López Obrador is a leftist populist politician, but he is not a Hugo Chávez or a Fidel Castro. In fact, when I interviewed him when he was mayor of Mexico City, I got the impression that he has little knowledge of — and no interest in — foreign policy.
But he has recently said that, if elected, he will return to Mexico’s old-guard foreign policy of “nonintervention” in other countries’ affairs.
“Nonintervention” is the excuse used by totalitarian states such as Cuba and Venezuela — as well as by Mexico’s authoritarian governments in the 20th century — to justify their support for other dictatorships and to defend themselves against outside criticism of their human-rights abuses.
López Obrador announced recently that, if elected, he would appoint as his foreign minister Hector Vasconcelos, who has served as ambassador to Denmark, Norway and Iceland.
Vasconcelos subsequently said that he would put an end to Mexico’s current activism in diplomatic efforts to restore democracy in Venezuela. What’s more, Vasconcelos said he wouldn’t even criticize Venezuela’s regime.
Asked at a May 17 roundtable on Mexico’s “Es Hora de Opinar” television show if he would have signed a recent statement by 14 Latin American countries demanding the restoration of the rule of law in Venezuela — as did Mexico’s current government — Vasconcelos responded, “I don’t think so.”
He added, “This is a strictly internal matter of Venezuela. We believe we shouldn’t even express opinions about strictly internal matters.”
To be fair, López Obrador and Vasconcelos are not the only foreign-policy dinosaurs who are being resurrected on the world stage.
President Donald Trump and his top foreign-policy advisers are much in the same league, reviving pro-authoritarian, protectionist and thinly veiled racist policies that most of us believed were a thing of the past.
Trump’s praise for the authoritarian rulers of Russia, Egypt, Turkey and even — depending on the day — North Korea, without bringing up their human-rights violations, marks a return to when the United States turned a blind eye to countries’ rights abuses.
At the same time, Trump’s 80-year-old commerce secretary, Wilbur Ross, is asking for a 25 percent tax on auto imports in the name of “national security,” using a language like the one that led to the trade wars that accelerated the Great Depression of 1930.
Mexico’s return to the “noninterventionist” foreign policy that it discarded at least two decades ago would be a major setback for Latin America’s diplomatic efforts in Venezuela. Without Mexico, the Group of Lima — 14 major countries that seek democracy in Venezuela — would lose one of its biggest and most active members.
Last week, I asked Mexico’s foreign minister, Luis Videgaray, about López Obrador’s campaign vows to abstain from criticizing Venezuela.

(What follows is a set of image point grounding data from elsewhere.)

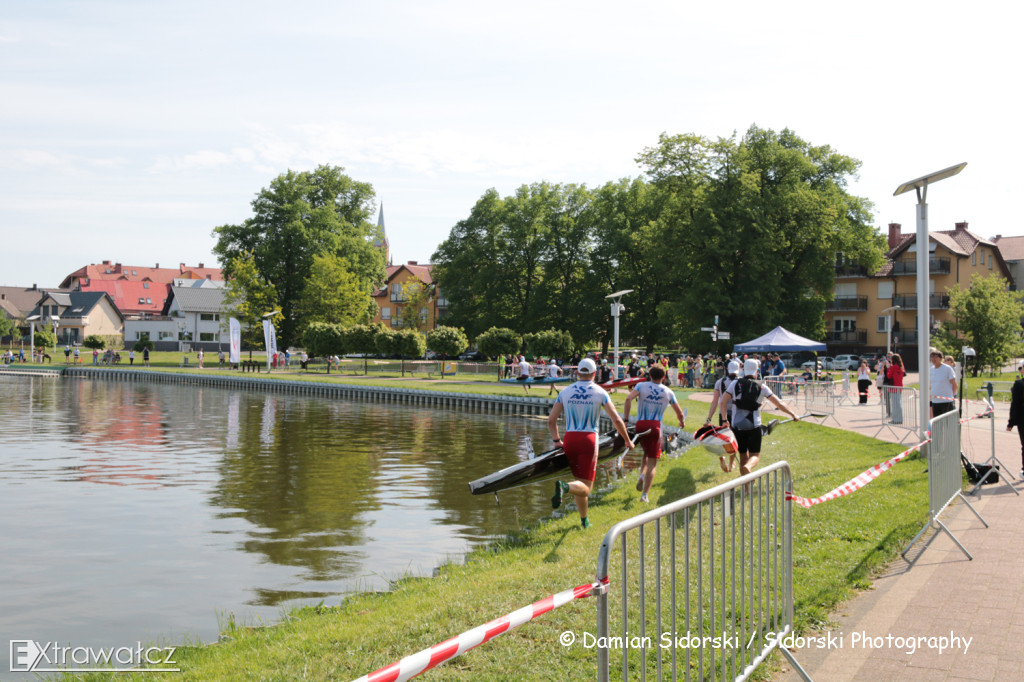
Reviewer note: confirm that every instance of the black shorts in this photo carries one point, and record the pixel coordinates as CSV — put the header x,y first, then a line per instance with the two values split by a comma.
x,y
748,441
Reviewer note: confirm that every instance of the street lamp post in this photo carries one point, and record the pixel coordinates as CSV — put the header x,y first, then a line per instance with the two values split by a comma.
x,y
924,328
889,328
32,335
55,321
617,308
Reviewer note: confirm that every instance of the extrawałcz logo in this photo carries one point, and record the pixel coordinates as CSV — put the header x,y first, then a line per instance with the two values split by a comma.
x,y
30,656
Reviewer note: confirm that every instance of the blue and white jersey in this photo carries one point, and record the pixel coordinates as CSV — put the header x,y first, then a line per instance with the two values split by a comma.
x,y
582,405
653,400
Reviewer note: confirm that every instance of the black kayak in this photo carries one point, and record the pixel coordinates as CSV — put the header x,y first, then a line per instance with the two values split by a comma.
x,y
547,466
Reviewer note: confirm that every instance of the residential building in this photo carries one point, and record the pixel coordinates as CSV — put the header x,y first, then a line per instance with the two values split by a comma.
x,y
137,291
192,318
79,314
393,298
17,302
1012,249
858,316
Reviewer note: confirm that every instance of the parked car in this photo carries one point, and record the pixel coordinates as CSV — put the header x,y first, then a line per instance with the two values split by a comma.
x,y
845,363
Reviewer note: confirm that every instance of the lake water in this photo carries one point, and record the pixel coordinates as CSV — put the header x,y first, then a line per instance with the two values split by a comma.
x,y
137,512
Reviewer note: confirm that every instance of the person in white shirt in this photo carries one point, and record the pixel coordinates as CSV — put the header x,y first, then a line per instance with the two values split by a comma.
x,y
942,385
524,371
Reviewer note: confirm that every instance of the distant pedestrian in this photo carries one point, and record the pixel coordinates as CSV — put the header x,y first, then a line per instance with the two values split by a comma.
x,y
942,385
1017,410
863,381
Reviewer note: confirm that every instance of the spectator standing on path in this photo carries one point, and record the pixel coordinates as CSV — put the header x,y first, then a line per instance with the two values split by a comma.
x,y
524,371
894,397
582,402
652,399
748,395
1017,410
942,385
863,381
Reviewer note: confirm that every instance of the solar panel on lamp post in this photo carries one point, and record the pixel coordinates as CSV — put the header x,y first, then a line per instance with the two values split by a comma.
x,y
924,327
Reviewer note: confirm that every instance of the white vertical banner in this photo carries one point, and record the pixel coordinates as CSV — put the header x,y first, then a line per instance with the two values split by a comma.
x,y
235,332
270,338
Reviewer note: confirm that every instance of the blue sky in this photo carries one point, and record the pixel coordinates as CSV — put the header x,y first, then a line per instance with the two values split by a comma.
x,y
129,130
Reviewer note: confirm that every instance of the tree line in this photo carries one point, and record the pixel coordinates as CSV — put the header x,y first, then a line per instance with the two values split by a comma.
x,y
747,228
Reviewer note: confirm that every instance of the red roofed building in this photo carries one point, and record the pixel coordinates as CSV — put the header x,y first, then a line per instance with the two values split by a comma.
x,y
137,291
392,299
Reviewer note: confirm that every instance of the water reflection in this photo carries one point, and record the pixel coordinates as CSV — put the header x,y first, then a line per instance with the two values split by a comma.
x,y
207,501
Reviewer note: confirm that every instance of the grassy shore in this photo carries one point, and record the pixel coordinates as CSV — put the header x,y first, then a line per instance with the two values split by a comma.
x,y
837,547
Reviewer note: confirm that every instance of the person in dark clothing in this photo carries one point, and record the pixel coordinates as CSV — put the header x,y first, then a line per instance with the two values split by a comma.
x,y
1017,410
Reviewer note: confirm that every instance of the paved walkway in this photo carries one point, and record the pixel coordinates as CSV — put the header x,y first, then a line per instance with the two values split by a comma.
x,y
937,592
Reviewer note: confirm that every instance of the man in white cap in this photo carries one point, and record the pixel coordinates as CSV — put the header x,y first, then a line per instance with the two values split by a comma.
x,y
652,399
747,395
582,402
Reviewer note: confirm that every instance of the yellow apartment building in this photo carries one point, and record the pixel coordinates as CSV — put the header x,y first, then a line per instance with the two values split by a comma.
x,y
865,304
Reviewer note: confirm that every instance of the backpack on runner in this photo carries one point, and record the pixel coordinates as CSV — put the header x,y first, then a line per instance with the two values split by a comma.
x,y
748,392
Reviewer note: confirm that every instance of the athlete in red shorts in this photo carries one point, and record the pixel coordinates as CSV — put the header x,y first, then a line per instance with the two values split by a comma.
x,y
652,399
582,403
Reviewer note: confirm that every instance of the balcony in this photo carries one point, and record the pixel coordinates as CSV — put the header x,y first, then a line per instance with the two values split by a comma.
x,y
909,301
847,303
852,336
935,266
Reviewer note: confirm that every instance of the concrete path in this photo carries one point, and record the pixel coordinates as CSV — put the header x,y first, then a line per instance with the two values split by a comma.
x,y
936,597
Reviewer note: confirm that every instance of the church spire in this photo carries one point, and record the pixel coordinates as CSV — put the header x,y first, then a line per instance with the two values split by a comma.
x,y
381,241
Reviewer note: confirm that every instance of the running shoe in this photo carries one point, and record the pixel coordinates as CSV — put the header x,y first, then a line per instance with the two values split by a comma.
x,y
560,489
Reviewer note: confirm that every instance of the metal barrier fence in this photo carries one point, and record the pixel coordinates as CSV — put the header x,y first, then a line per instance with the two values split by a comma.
x,y
899,409
704,589
944,477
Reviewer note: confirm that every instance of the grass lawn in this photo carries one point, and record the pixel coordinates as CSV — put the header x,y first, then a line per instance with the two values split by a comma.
x,y
837,547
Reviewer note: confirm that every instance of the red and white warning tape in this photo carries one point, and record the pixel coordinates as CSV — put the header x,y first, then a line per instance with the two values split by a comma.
x,y
856,482
414,665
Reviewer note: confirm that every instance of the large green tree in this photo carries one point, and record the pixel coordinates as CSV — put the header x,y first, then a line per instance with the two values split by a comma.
x,y
759,222
248,297
987,317
333,293
299,216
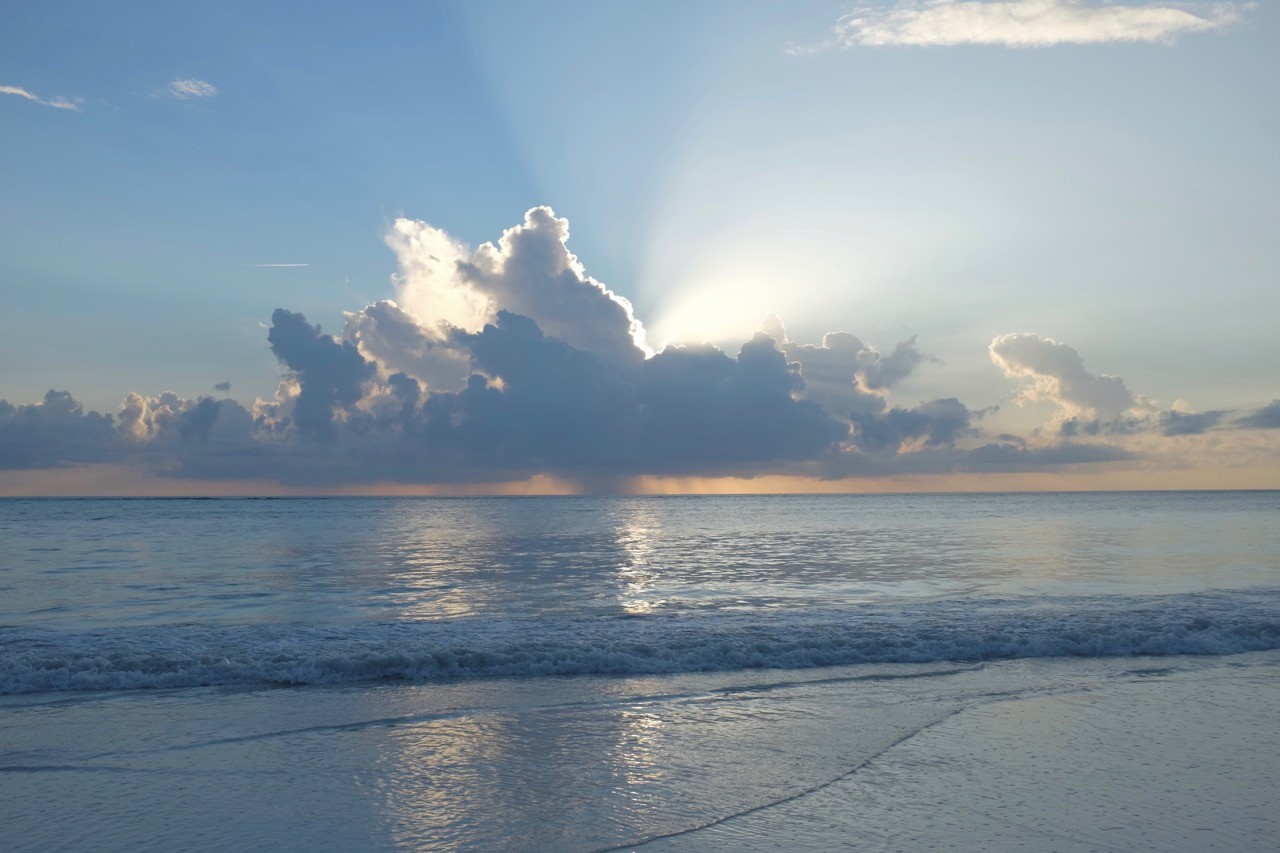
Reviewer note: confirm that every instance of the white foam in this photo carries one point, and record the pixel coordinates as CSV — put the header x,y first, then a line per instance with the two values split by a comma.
x,y
177,656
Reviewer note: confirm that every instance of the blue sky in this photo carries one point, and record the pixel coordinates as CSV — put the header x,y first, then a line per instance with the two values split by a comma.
x,y
863,168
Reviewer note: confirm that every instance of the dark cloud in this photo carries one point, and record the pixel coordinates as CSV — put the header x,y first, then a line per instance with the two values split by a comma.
x,y
330,374
510,361
936,424
54,432
1265,418
886,372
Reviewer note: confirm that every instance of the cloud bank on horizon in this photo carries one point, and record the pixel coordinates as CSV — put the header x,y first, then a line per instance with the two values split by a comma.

Videgaray said that while Mexico should oppose any violent outside intervention in Venezuela, it should not remain indifferent to the Venezuelan regime’s abuse of basic rights.
The principle of “nonintervention” was understandable during the Cold War, and at a time when Mexico was a “pre-democratic country,” but it’s no longer justified today, he told me. At that time, Mexico took refuge behind the “nonintervention” concept to stop other countries from criticizing its own political system’s shortcomings, he said.
“But today, Mexico has to assume a global responsibility, and that includes not to look the other way when we see violations of the rule of law like the ones we’re seeing in Venezuela,” Videgaray added.
I agree. Since the horrors of Nazism and Communism in World War II, the world has evolved to accept the idea that countries cannot remain indifferent to the violation of basic rights in other nations. Unfortunately, the foreign-policy dinosaurs seem to be coming back, everywhere.